Ray is anxious about seeing Shoshanna, but shows up to the party anyway, after he's had a bit of a career boost (and he's anxious about that, too): The owner of Grumpy's, who is sick with an undisclosed but apparently terminal illness, has given the reins to Ray. At the bar, he gets chummy with a guy who turns out to be Shoshanna's date. Later, he goes outside to speak to her, and it's as awkward and terrible and forced as he feared it would be. After assuring her that his life is on the right track, Ray tells Shoshanna that he can't be friends with her, and she barely reacts.

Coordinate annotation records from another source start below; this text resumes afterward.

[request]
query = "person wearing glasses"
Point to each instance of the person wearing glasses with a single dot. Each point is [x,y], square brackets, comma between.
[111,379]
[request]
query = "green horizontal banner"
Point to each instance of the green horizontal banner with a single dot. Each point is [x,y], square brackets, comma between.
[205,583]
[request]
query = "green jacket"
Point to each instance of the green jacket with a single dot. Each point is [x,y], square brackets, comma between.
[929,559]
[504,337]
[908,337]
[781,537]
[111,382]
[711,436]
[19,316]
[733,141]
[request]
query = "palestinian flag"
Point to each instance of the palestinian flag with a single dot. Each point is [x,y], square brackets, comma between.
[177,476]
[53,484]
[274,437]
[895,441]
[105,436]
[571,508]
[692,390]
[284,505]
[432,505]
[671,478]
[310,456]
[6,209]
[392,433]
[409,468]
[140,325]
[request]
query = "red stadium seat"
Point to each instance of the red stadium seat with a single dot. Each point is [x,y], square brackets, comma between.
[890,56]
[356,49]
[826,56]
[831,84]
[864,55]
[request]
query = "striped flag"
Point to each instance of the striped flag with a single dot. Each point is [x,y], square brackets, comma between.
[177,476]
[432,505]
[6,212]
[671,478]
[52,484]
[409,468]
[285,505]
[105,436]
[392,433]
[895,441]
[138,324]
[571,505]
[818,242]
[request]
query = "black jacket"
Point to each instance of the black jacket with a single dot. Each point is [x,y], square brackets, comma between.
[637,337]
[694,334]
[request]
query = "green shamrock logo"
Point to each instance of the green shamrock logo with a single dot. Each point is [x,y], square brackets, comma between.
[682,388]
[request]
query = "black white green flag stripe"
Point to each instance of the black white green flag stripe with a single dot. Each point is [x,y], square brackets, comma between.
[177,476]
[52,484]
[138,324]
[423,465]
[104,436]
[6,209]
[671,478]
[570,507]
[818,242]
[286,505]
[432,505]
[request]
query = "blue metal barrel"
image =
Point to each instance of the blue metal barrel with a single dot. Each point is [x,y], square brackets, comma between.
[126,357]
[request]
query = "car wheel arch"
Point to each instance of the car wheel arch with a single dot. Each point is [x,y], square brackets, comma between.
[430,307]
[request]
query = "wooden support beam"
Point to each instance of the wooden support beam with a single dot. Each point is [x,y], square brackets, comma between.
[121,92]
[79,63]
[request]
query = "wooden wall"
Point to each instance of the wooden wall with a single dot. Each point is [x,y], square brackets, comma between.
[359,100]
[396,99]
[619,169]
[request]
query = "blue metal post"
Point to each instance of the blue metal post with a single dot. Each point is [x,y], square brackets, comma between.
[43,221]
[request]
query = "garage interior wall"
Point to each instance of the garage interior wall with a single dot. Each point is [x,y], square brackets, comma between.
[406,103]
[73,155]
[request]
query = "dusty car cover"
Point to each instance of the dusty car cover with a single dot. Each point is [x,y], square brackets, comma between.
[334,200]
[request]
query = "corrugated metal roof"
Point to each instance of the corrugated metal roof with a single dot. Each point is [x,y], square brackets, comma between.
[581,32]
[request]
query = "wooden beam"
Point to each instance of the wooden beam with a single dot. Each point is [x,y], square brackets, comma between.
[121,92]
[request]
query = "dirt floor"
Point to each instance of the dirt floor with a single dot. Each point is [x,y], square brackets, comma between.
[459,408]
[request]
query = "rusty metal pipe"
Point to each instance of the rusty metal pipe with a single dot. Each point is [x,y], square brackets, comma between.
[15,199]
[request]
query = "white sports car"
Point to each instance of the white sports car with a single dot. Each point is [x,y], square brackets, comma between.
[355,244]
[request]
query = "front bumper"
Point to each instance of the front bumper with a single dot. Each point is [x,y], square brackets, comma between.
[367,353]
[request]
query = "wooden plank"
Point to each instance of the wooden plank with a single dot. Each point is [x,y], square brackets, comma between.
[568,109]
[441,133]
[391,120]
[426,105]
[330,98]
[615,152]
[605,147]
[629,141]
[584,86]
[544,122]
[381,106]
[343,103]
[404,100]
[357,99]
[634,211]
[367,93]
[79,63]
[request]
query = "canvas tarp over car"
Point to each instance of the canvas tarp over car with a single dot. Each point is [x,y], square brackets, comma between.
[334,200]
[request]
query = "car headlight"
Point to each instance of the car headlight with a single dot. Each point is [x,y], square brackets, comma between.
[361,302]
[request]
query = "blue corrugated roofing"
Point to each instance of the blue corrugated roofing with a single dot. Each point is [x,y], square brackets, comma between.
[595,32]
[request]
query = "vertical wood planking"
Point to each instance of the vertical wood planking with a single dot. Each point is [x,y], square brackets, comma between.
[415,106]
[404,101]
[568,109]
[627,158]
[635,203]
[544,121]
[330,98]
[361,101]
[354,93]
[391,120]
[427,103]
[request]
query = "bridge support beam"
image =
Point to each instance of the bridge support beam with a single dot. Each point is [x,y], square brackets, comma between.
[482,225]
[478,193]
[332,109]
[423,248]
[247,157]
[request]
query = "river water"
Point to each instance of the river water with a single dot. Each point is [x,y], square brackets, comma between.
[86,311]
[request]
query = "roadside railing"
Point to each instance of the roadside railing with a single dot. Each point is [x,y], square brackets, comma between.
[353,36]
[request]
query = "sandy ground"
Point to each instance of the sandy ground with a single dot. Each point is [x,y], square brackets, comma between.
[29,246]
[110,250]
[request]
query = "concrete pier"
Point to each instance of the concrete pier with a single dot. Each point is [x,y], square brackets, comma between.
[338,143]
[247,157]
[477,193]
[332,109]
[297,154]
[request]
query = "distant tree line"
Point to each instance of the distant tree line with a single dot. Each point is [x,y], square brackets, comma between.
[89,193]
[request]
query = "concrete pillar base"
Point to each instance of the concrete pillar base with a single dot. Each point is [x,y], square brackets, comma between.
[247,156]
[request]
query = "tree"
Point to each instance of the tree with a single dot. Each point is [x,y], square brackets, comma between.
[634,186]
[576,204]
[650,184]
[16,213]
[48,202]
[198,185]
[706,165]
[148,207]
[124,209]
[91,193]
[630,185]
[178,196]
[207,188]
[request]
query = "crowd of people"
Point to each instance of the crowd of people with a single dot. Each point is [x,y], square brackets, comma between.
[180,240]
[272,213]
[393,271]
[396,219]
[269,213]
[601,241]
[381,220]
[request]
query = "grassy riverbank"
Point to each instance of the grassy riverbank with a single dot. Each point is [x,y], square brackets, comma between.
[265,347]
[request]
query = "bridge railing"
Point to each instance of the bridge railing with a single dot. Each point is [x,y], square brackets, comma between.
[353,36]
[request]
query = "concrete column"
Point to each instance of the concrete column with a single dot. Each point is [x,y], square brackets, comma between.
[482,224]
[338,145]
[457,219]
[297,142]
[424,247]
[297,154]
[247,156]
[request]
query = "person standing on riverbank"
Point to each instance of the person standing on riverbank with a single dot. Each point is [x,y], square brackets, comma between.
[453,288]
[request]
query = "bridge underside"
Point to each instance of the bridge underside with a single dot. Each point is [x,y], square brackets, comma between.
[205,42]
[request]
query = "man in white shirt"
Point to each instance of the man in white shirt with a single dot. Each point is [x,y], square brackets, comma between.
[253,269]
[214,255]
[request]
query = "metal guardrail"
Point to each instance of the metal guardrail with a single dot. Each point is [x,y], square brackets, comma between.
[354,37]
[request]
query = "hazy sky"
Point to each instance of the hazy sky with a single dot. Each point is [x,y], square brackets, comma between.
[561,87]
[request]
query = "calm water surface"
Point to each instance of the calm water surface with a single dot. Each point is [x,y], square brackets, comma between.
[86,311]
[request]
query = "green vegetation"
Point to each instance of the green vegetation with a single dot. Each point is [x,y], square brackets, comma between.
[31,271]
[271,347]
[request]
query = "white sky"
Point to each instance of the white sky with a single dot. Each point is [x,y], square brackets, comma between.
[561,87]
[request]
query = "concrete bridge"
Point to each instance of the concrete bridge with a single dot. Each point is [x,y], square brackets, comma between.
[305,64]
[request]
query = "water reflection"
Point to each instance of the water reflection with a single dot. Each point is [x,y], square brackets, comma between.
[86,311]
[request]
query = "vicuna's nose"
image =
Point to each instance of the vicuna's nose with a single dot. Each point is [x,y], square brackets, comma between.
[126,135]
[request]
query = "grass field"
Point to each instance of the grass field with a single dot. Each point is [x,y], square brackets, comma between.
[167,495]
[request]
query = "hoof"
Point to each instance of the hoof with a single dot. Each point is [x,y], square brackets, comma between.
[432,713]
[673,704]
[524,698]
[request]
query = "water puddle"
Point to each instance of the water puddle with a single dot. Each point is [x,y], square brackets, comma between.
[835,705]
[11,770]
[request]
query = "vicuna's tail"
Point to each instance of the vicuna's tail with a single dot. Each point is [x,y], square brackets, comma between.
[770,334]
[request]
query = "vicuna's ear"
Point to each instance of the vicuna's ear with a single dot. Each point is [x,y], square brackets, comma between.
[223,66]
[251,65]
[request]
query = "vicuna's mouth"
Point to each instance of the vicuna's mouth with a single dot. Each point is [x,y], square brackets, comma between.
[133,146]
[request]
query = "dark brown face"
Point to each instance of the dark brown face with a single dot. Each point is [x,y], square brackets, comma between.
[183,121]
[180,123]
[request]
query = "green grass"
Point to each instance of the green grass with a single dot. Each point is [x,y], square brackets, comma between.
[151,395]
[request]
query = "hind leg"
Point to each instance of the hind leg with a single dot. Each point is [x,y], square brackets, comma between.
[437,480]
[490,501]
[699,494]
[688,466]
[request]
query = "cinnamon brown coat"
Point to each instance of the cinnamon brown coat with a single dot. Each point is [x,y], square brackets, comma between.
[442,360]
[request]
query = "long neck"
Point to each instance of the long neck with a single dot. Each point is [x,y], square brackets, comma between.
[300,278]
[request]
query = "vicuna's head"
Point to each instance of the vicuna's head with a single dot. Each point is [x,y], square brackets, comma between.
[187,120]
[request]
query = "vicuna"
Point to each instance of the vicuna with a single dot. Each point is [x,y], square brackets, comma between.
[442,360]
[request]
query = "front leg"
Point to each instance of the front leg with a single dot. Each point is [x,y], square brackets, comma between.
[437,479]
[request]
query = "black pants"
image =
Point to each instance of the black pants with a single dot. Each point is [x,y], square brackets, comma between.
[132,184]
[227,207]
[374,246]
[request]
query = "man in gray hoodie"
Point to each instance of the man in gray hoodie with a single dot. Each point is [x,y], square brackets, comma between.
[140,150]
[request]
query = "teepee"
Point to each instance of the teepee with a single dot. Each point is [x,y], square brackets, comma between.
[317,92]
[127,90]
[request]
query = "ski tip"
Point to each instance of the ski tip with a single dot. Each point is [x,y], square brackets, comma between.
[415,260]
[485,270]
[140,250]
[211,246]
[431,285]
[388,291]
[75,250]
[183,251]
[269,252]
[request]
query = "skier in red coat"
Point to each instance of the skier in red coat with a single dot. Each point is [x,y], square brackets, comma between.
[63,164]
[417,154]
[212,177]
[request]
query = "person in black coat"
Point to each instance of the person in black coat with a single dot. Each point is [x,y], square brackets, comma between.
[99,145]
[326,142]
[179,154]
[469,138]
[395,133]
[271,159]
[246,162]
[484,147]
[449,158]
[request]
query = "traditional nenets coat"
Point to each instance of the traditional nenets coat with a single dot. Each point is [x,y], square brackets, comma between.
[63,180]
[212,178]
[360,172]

Back inside, Ray is alone in a corner, rocking out to “Today” by the Smashing Pumpkins (because he's over 30 and knows who they are), but his reverie is cut short when the DJ changes the song to one David requested. He confronts her, insisting that she broke the “contract” they entered into when he requested his song: “It's not fair to end things in the middle!” He's talking about the song, about Shoshanna, about his boss's life. And he's talking like someone who doesn't fully grasp the passage of time, who has been waiting for someone or something to jump-start his life for him. He takes out his anger on David, and Marnie and Hannah's duet is cut short when the audience gravitates to the other room to see the real show.

Adam and Hannah have never been more in sync, but there's a sense of foreboding creeping around the edges of their bliss. On the way home from the party, Adam gives Hannah her birthday present: A chain with one of his baby teeth as a pendant. Well, it's either his or Caroline's, since their mother kept them in the same box. Either way, it's his “genetic material,” he tells her – and it's clear that in his mind that it represents a bond as strong as blood.

Speaking of blood, Hannah and Adam's romantic night is cut short when Hannah goes in for a quick visit to the bathroom to find Caroline, naked from the waist down, holding up a glass. When Hannah asks her what's she doing, Caroline breaks the glass in her hand, leaving Adam and Hannah to clean up her mess.

Last week, I worried that Jessa might get in the way of Hannah and Adam's relationship, which seems to flow along quite comfortably as long as it exists inside in a bubble. And that bubble is hard to protect from the prickly kind of company Hannah keeps. But now it looks like Adam's genetic material might be the one to burst it. Hannah is at her best and most compassionate when she's in love with Adam, but her compassion is opening a door that Adam wants to keep closed. If that door opens, it might reveal to both of them that Adam's desire to care for Hannah is a little too close to pathology for comfort.